Description
For the RFC 6265, the double-quotes are part of the cookie value but the functions and methods in the standard library that operates on cookies treat them as if they were not part of it.
The SetCookie
function does not allow to send a cookie, that conforms to the spec, with a double-quoted value and the (*Request).Cookie
method strips the quotes from the value despite the double-quotes are part of it.
The syntax in the RFC 6265 is
cookie-pair = cookie-name "=" cookie-value
...
cookie-value = *cookie-octet / ( DQUOTE *cookie-octet DQUOTE )
but it has been implemented in the standard library as
cookie-pair = cookie-name "=" ( cookie-value / ( DQUOTE cookie-value DQUOTE ) )
...
cookie-value = *cookie-octet
The author of the RFC 6265 has confirmed in https://lists.w3.org/Archives/Public/ietf-http-wg/2017JanMar/0229.html that this was the intent.
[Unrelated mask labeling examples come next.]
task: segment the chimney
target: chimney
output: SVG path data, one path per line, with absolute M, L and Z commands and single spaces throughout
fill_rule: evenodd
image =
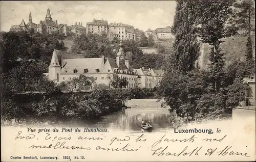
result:
M 118 68 L 120 67 L 120 57 L 119 56 L 116 57 L 116 65 Z
M 125 59 L 124 60 L 124 64 L 125 64 L 126 67 L 128 69 L 128 70 L 130 70 L 129 69 L 129 59 Z

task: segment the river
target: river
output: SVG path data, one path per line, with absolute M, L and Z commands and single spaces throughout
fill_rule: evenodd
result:
M 125 109 L 123 112 L 112 113 L 92 121 L 76 121 L 74 124 L 77 126 L 90 128 L 136 132 L 144 131 L 140 126 L 143 119 L 153 126 L 152 131 L 159 131 L 172 128 L 168 122 L 170 115 L 168 109 L 161 107 L 160 103 L 156 101 L 156 99 L 132 99 L 126 104 L 131 108 Z M 71 123 L 68 125 L 74 126 Z

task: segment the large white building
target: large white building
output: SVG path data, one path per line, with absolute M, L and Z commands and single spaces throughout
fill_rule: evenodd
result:
M 129 60 L 124 57 L 121 45 L 116 59 L 104 56 L 86 59 L 80 55 L 54 49 L 47 76 L 60 83 L 78 77 L 80 74 L 86 75 L 94 77 L 96 84 L 110 87 L 111 79 L 117 73 L 120 77 L 126 78 L 127 88 L 154 88 L 157 86 L 164 71 L 144 68 L 132 69 Z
The draft https://datatracker.ietf.org/doc/html/draft-ietf-httpbis-rfc6265bis-02 added this note to the spec
Per the grammar above, the cookie-value MAY be wrapped in DQUOTE
characters. Note that in this case, the initial and trailing DQUOTE
characters are not stripped. They are part of the cookie-value, and
will be included in Cookie headers sent to the server.